This Second-Generation Family Home Honors Grandma's Legacy with Modern-Day Style
Who doesn't love a good hand-me-down? Especially when it includes a fireplace, original moldings, and tons of childhood memories. With a little paint and some fresh new furniture, Grandma's house fits just right.
Sarah Wagner Rayburn grew up having sleepovers at her grandma's house. Built in 1940 and set on a steep San Francisco hill, the home was an institution in Sarah's family. Sarah's dad, Bob, grew up in this house. It's where his mother, Arlyne, perfected her recipe for Chex party mix, earning her the nickname Grandma Munchie. So when Sarah and her husband, Kelly, were offered the chance to live there, they jumped.
The white stucco building has a sense of grandeur and formality that Sarah loved as a child but didn't exactly identify with as an adult. "We wanted the house to reflect our taste," Sarah says. "We also had a new baby, so we wanted it to feel family-friendly."
Designer Emilie Munroe knew she could reinterpret the house to suit the Rayburns' style and needs while honoring the architecture that made the house special. "I just had to find ways to accentuate the unique details rather than hide them," Munroe says. "There was so much possibility because the house is truly a work of art. We needed to take what was there and reimagine it for a modern family with kids."
The foyer gets its spark from the door, painted Benjamin Moore's Heritage Red inside and out. "People usually match the interior door to the walls, but it's more interesting to keep it consistent with the exterior color," Munroe says.

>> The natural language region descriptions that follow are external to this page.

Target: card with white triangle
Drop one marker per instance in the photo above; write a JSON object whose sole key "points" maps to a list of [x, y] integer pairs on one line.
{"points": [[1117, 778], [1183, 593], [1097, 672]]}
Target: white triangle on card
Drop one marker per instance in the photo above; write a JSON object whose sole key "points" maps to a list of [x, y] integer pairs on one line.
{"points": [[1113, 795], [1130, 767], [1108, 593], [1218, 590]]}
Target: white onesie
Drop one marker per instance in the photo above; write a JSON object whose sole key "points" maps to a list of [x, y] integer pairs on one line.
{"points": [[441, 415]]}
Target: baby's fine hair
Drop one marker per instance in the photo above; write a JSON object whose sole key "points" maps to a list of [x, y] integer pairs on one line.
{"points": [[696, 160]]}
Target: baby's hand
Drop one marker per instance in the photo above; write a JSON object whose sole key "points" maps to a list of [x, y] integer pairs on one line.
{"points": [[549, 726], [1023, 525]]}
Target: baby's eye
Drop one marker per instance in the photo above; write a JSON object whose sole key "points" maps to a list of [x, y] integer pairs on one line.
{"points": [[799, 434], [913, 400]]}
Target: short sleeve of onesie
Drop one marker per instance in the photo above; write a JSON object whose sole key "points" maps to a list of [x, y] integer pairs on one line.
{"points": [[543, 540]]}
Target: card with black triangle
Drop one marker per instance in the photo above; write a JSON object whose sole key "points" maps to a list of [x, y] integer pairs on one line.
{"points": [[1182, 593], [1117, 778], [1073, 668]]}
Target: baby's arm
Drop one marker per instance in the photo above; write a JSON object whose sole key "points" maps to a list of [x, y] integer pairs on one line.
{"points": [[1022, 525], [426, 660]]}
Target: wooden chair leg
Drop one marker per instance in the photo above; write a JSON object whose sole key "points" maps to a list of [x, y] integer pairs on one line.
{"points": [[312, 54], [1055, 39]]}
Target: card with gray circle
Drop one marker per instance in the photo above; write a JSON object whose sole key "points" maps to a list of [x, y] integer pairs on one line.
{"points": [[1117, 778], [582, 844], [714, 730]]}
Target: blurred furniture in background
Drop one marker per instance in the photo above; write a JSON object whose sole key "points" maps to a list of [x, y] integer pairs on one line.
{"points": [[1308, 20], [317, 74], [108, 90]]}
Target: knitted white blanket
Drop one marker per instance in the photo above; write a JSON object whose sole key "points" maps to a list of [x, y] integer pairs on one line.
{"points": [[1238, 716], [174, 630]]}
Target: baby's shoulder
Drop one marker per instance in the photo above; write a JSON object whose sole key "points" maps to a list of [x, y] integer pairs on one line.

The key to Munroe's plan was continuity: repeating colors, shapes, materials, and design tricks to unite spaces. To start, she suggested repainting almost every room white—all the better to highlight the colorful upholstery, rugs, and art. Then she convinced the Rayburns to take a chance and paint the millwork. The window sashes, interior doors, and central stair risers and trim are now dark gray, accentuating the ornate details in a crisp, contemporary way. Inspired by the circular pattern on the front door and on the interior door frames, Munroe played up the theme of circles and spheres, repeating them in fabrics, mirrors, and light fixtures throughout the house.
"We weren't too nervous to make the changes," Kelly says. "We knew the house would retain its character even after we redecorated." And it did. All the details Sarah remembers are still there. "I think my grandma would like what we did with the place," she says. "But mostly, she would like the idea of her granddaughter and greatgrandchildren living in her house. She loved her home and would be happy to know it's in good hands."
Munroe divided the long living room into three zones—a central seating area, a music corner, and a play space—demarcating each with a rug and a spherical glass pendant. Munroe's trick when using two different sofas in one room: Outfit them in the same fabric. The white-with-black color scheme of the renovation originated with the fireplace. Made for hosting, a double-tier table has a large top for snack spreads with game-night storage below.
"I like to have a good mix of right angles and spheres, of straight lines and curves. So much of design is angular, it needs softening to feel balanced and relaxed," Munroe says. The dining room delivers with scallops on the rug, curves on chairbacks, and round beads on the chandelier. A fiddle-leaf fig tucks into one corner. "Plants are as important as furnishings," Munroe says. "They're living sculptures."
"Emilie directed us to design a kid's room, not a nursery, which we really appreciate now that Will is a toddler," Kelly says. As Will grew, the only update needed to transition the room was to swap out the crib for a twin bed. The walls are painted with Cucumber C2-90 by C2 Paints.
Plug-in sconces help define a reading lounge in Sarah and Kelly's bedroom. "I love to work a settee into the bedroom, so two people can put their feet up at once," Munroe says.
With a 60-inch-tall tufted headboard, the bed is a dramatic focal point. "Many people choose a standard 36-inch headboard, but once you put pillows on, it gets lost," Munroe says. "We prefer to make a statement and go taller. Plus, you have a place to rest your head when you're sitting up in bed reading." Munroe advises placing a rug beneath the bed to frame it.